Ein interessanter Aspekt bezüglich familialer Pflege stellt ihre Abhängigkeit von der Schichtzugehörigkeit dar: „In der Unterschicht ist die Pflegebereitschaft noch weit verbreitet. Im liberal-bürgerlichen Milieu hingegen nimmt sie allmählich ab.“ (s. Fröhlingsdorf, 2005, 88). Pflegende mit einer niedrigeren Schichtzugehörigkeit nehmen auch weniger außerhäusliche Hilfe bei ihrer Pflegetätigkeit in Anspruch als Angehörige höhergestellter Milieus (vgl. Hagen, 2001, S. 103). Als eine mögliche Ursache hierfür werden neben schichtspezifischen Wertvorstellungen auch materielle Aspekte vermutet. So haben z.B. Geringverdiener weniger finanzielle Einbußen als Besserverdienende, wenn sie zugunsten der Pflegetätigkeit ihren Arbeitsplatz aufgeben. Auch zeitliche Kriterien spielen hierbei eine Rolle, da z.B. ein arbeitsloser Angehöriger über größere zeitliche Ressourcen verfügt und die Pflegetätigkeit zudem evtl. auch als sinnstiftende, tagesstrukturierende Aufgabe begreift. Die höhere Arbeitslosigkeit in den neuen Bundesländern wird auch als Begründung für das Phänomen herangezogen, dass dort vergleichsweise mehr Männer in häuslichen Pflegesituationen aktiv sind (vgl. Niejahr, 2007, 22).

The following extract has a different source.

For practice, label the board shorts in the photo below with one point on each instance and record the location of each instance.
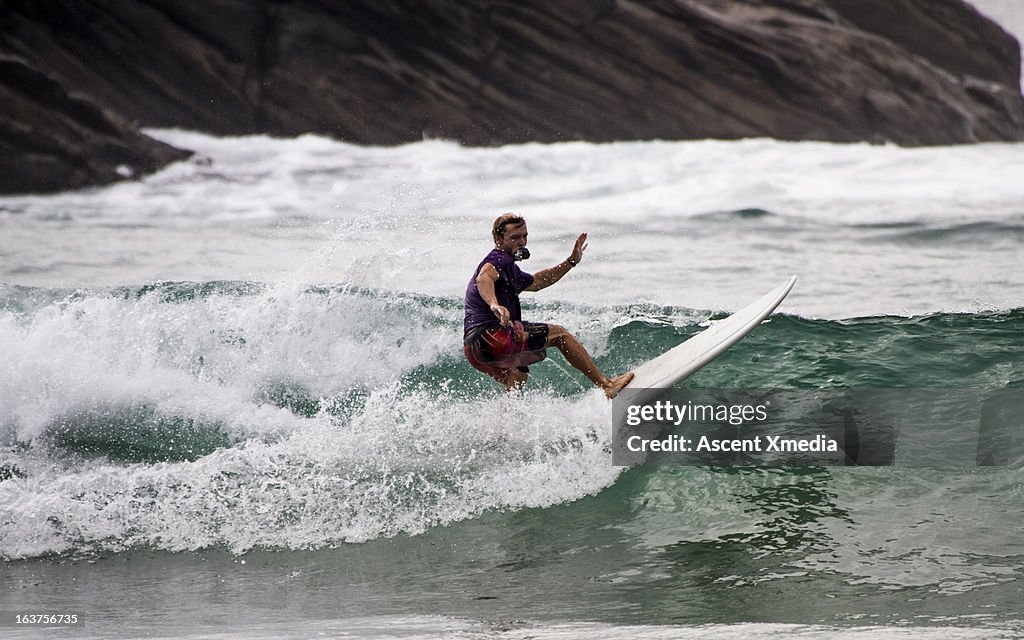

Obwohl sich der Männeranteil unter den pflegenden Angehörigen insgesamt von 17 % zu Beginn der 90er Jahre auf 27 % merklich erhöht hat, sind Frauen innerhalb der Pflege immer noch deutlich überrepräsentiert (vgl. MuG III, 2005, 90). Manche Studien beobachten die Tendenz, dass infolge der Zunahme weiblicher Erwerbstätigkeit die Pflege durch Töchter und Schwiegertöchter leicht rückläufig ist. Ihre Position wird dann häufig durch Personen ausgeglichen, die in ihrer fehlenden bzw. geringen Beschäftigung einen Anreiz für die Pflegeübernahme sehen (vgl. Meyer, 2006, 23). Allerdings rangieren Töchter bei den Hauptpflegepersonen nach den Ehepartnern mit 25 % immer noch auf dem zweiten Platz, so dass ihre Präsenz in häuslichen Pflegesettings nach wie vor erheblich ist (vgl. MuG III, 2005, 77). Bei der Betreuung von Angehörigen mit Demenz ist die ungleiche Verteilung der Geschlechter in Bezug auf die Pflegeaufgaben sogar noch signifikanter. Wenn Männer in der häuslichen Pflege aktiv werden, sind es vorwiegend ihre Ehefrauen, deren Pflege sie übernehmen (vgl. Meyer, 2006, 22). Auch die Form, wie Männer sich an Pflege beteiligen, unterscheidet sich deutlich von den Aufgaben, die Frauen übernehmen. Während Frauen überwiegend in die „direkte“ Pflege, also auch Körperpflege und Hauswirtschaft involviert sind, übernehmen Männer häufiger Funktionen des „Pflegemanagements“, d.h. die Organisation von Pflege. Als Hintergrund dieses Phänomens wird das traditionelle Rollenverständnis vermutet, das in Pflegesituationen noch besonders evident ist: „In kaum einem anderen Lebensbereich wirken klassische Rollenerwartungen an Männer und Frauen so unwidersprochen fort wie bei der Pflege.“ (s. Niejahr, 2007, 22).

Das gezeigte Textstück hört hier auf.